In 2012, that led to $29 billion in savings for patients, said Aitken of IMS Health, or $29 billion in lost revenues for drugmakers. Eighty-four percent of prescriptions dispensed last year were for generic medications.
Although drug companies generally remain highly profitable, recent trends have meant tough times for some companies, including Merck, whose profits crashed 50 percent this year primarily because the patent expired on its best-selling asthma pill, Singulair.
Drug prices in the United States are set in hundreds of negotiations by hospitals, insurers and pharmacies with drug manufacturers, with deals often brokered by powerful middlemen called group-purchasing organizations and pharmacy-benefit managers, who leverage their huge size to demand discounts.
The process can get nasty; if mediators offer too little for a given product, manufacturers may decide not to produce it or permanently drop out of the market, reducing competition.
With such jockeying determining supply, products can simply disappear and prices for vital medicines can fluctuate far more than they do for a carton of milk.
After the price of Abby Hayes’ Rhinocort Aqua nasal spray rose abruptly, it was unavailable for many months. That sent her family scrambling to find other prescription sprays, each with a price tag of more than $150.
This year the price of Advair dropped 10 percent in France, but in pharmacies in the Bronx, it has doubled in the past two years.
“Price always goes up”
In Georgia, Solod, the freelance writer, found the same thing.
“Every time I get Advair, the price is different,” she said. “And the price always goes up. It never comes down.”

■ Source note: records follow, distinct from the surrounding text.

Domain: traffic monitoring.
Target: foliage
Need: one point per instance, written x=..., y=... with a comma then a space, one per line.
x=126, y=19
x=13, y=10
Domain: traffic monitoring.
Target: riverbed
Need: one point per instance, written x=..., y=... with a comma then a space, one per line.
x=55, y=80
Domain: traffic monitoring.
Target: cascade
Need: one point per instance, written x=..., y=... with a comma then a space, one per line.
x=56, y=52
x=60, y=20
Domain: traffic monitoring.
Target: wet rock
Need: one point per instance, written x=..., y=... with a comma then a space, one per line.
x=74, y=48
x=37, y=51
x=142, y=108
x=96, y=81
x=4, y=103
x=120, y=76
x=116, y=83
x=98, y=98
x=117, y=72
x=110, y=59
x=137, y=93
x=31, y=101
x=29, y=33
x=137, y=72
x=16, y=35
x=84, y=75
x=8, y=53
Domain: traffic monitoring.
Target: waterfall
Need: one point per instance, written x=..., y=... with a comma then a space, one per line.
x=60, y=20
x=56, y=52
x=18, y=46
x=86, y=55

Twenty years ago, drugs that could safely be sold directly to patients typically moved off the prescription model as their patent life ended. That brought valuable medicines like nondrowsy antihistamines and acid reducers to drugstore shelves.
But with profitable prescription products now selling for $100 per tiny bottle, there is little incentive to make the switch, because over-the-counter drugs rarely succeed if they cost more than $20.

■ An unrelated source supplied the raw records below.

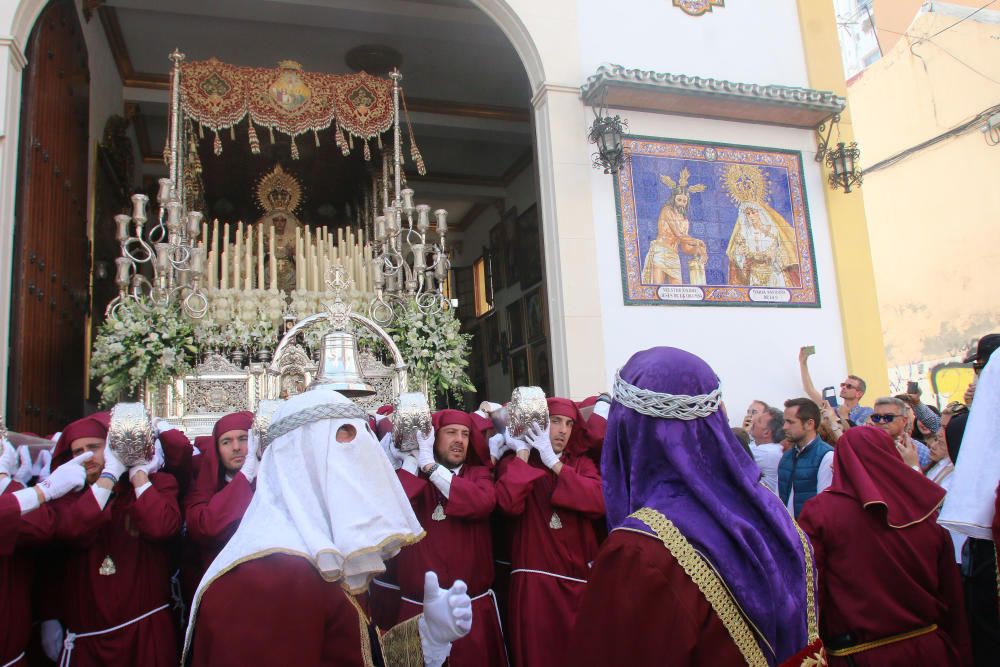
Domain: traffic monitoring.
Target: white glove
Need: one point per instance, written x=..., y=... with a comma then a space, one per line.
x=498, y=446
x=447, y=616
x=410, y=464
x=389, y=448
x=8, y=458
x=70, y=476
x=112, y=464
x=23, y=472
x=250, y=463
x=52, y=639
x=43, y=465
x=425, y=453
x=517, y=444
x=162, y=426
x=539, y=440
x=149, y=468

As a result, a number of products that are sold directly to patients in other countries remain available only by prescription in the United States. That includes a version of the popular but expensive steroid-nasal spray used by Abby Hayes, which is available over the counter in London for under $15 at the Boots pharmacy chain.
During this high pollen season, Abby had to cut short a gymnastics practice, and her sister, Hannah, missed one day of school because of breathing problems, the first time in many years.
But with parents who can afford to get the medicine they require, both are now doing fine.